Dideriksen Jakob, Del Vecchio Alessandro
Department of Health Science and Technology, Aalborg University, Aalborg, Denmark.
Department Artificial Intelligence in Biomedical Engineering, Friedrich-Alexander University Erlangen-Nürnberg, Erlangen, Germany.
J Neurophysiol. 2023 Jan 1;129(1):235-246. doi: 10.1152/jn.00222.2022. Epub 2022 Dec 14.
Changes in the discharge characteristics of motor units as well as in the maximum force-producing capacity of the muscle are observed following training, aging, and fatiguability. The ability to measure the adaptations in the neuromuscular properties underlying these changes experimentally, however, is limited. In this study we used a computational model to systematically investigate the effects of various neural and muscular adaptations on motor unit recruitment thresholds, average motor unit discharge rates in submaximal contractions, and maximum force. The primary focus was to identify candidate adaptations that can explain experimentally observed changes in motor unit discharge characteristics after 4 wk of strength training (Del Vecchio A, Casolo A, Negro F, Scorcelletti M, Bazzucchi I, Enoka R, Felici F, Farina D. 597: 1873-1887, 2019). The simulation results indicated that multiple combinations of adaptations, likely involving an increase in maximum discharge rate across motor units, may occur after such training. On a more general level, we found that the magnitude of the adaptations scales linearly with the change in recruitment thresholds, discharge rates, and maximum force. In addition, the combination of multiple adaptations can be predicted as the linear sum of their individual effects. Together, this implies that the outcomes of the simulations can be generalized to predict the effect of any combination of neural and muscular adaptations. In this way, the study provides a tool for estimating potential underlying adaptations in neural and muscular properties to explain any change in commonly used measures of rate coding, recruitment, and maximum force. Our ability to measure adaptations in neuromuscular properties in vivo is limited. Using a computational model, we quantify the effect of multiple neuromuscular adaptations on common measures of motor unit recruitment, rate coding, and force-producing capacity. Scaling and combining adaptations had a near-linear effect on these measures, indicating that the results can explain and predict neuromuscular adaptations in a wide range of conditions, including, but not limited to, strength training.
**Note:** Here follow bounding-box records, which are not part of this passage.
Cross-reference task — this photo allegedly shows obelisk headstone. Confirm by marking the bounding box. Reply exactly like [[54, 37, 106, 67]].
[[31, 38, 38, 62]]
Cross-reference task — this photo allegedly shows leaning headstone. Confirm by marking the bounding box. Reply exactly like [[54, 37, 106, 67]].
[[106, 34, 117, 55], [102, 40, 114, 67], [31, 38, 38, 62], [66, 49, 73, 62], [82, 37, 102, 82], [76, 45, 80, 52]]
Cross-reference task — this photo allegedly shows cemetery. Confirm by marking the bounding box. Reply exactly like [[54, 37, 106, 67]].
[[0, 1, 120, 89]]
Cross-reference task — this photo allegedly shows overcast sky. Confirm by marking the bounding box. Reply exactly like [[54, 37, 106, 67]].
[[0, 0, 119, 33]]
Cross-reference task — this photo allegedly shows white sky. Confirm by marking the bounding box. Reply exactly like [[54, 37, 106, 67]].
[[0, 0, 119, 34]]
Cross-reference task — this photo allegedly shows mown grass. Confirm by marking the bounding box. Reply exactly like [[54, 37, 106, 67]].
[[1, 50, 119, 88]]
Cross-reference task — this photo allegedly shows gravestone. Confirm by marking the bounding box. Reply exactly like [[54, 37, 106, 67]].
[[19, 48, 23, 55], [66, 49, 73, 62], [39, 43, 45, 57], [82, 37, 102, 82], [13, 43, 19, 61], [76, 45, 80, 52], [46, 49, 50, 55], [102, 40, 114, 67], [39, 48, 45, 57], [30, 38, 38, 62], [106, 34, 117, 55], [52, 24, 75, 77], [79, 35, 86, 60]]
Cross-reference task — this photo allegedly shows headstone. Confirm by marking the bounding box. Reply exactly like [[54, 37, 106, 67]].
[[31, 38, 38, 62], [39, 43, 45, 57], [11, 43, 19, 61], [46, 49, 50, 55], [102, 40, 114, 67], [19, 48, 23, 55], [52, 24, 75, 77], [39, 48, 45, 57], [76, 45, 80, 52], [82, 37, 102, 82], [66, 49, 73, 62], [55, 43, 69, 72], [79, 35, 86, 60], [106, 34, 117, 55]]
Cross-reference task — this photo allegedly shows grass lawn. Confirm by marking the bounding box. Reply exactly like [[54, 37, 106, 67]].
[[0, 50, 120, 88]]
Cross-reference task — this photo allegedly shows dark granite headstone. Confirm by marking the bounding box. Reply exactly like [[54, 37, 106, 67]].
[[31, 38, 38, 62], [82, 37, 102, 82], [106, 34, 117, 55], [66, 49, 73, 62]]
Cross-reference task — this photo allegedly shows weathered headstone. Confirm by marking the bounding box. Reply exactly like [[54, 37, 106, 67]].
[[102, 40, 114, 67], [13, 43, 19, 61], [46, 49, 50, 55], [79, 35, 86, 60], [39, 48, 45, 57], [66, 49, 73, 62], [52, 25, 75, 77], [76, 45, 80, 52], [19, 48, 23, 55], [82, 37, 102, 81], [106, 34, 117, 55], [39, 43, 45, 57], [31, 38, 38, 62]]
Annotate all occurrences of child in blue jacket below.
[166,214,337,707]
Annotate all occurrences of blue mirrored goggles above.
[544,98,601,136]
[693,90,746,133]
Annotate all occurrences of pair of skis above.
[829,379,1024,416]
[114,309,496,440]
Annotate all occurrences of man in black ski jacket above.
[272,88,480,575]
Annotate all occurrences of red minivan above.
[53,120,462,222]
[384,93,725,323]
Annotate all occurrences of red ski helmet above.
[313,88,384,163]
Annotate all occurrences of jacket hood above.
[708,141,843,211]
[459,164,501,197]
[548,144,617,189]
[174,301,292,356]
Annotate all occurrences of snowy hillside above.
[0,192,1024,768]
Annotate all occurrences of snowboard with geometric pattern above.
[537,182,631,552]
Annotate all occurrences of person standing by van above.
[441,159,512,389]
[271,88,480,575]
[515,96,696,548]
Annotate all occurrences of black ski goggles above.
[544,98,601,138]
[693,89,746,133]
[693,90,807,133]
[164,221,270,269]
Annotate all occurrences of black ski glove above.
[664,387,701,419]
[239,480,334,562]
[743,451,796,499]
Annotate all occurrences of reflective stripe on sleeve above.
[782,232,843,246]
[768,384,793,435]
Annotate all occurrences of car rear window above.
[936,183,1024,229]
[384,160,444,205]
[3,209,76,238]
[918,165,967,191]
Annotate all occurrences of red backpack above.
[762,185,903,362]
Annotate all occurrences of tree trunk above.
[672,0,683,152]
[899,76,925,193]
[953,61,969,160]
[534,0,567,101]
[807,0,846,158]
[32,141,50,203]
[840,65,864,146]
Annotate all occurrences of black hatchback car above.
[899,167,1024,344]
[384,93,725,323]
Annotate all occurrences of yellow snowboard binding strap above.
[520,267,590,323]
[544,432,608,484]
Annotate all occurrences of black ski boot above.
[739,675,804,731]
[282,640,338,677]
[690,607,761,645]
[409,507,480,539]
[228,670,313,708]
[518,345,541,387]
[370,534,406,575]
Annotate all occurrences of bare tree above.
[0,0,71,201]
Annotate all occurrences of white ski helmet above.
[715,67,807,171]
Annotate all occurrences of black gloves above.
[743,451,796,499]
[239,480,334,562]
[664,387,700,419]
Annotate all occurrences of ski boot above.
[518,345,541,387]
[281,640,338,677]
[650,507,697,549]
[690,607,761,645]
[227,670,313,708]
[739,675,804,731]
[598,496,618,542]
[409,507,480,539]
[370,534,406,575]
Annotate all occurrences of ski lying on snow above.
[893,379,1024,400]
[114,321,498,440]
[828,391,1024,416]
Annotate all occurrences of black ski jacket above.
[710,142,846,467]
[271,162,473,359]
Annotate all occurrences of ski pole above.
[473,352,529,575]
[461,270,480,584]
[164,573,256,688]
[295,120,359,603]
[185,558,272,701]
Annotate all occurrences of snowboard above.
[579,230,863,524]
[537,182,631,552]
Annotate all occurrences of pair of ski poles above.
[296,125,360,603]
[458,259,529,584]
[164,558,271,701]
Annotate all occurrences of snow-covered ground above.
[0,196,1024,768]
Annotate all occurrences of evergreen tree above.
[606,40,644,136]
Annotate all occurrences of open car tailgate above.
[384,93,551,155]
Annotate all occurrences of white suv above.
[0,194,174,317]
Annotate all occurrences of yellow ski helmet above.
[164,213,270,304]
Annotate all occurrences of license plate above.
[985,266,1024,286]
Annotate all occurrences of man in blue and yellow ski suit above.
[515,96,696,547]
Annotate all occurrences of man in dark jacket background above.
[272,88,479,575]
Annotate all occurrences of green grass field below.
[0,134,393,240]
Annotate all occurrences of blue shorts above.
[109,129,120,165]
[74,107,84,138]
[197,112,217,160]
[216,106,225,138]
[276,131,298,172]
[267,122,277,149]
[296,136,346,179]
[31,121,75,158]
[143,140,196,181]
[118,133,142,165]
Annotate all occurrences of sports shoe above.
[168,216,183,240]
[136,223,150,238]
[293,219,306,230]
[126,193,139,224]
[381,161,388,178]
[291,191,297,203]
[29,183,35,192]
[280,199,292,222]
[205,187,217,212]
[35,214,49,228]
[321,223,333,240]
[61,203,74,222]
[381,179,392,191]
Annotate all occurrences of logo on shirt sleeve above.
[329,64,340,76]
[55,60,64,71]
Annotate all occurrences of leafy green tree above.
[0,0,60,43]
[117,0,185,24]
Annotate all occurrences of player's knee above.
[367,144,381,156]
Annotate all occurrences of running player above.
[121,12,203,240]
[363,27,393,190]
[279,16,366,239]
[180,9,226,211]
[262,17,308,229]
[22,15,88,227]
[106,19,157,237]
在训练、衰老和疲劳性改变的情况下,可以观察到运动单位放电特性以及肌肉最大力量产生能力的变化。然而,通过实验测量这些变化背后神经肌肉特性适应性的能力是有限的。在本研究中,我们使用了一个计算模型来系统地研究各种神经和肌肉适应性对运动单位募集阈值、次最大收缩时运动单位平均放电率以及最大力量的影响。主要重点是确定能够解释在进行4周力量训练后实验观察到的运动单位放电特性变化的候选适应性因素(德尔·韦基奥A、卡索洛A、内格罗F、斯科尔切莱蒂M、巴祖奇I、伊诺卡R、费利奇F、法里纳D. 597: 1873 - 1887, 2019)。模拟结果表明,经过此类训练后,可能会出现多种适应性组合,可能涉及运动单位最大放电率的增加。在更一般的层面上,我们发现适应性的程度与募集阈值、放电率和最大力量的变化呈线性比例关系。此外,多种适应性的组合可以预测为它们各自效应的线性总和。总之,这意味着模拟结果可以推广到预测任何神经和肌肉适应性组合的效果。通过这种方式,该研究提供了一种工具,用于估计神经和肌肉特性潜在的适应性,以解释速率编码、募集和最大力量等常用测量指标的任何变化。我们在体内测量神经肌肉特性适应性的能力是有限的。使用计算模型,我们量化了多种神经肌肉适应性对运动单位募集、速率编码和力量产生能力等常用测量指标的影响。适应性的缩放和组合对这些指标具有近乎线性的影响,表明结果可以解释和预测广泛条件下的神经肌肉适应性,包括但不限于力量训练。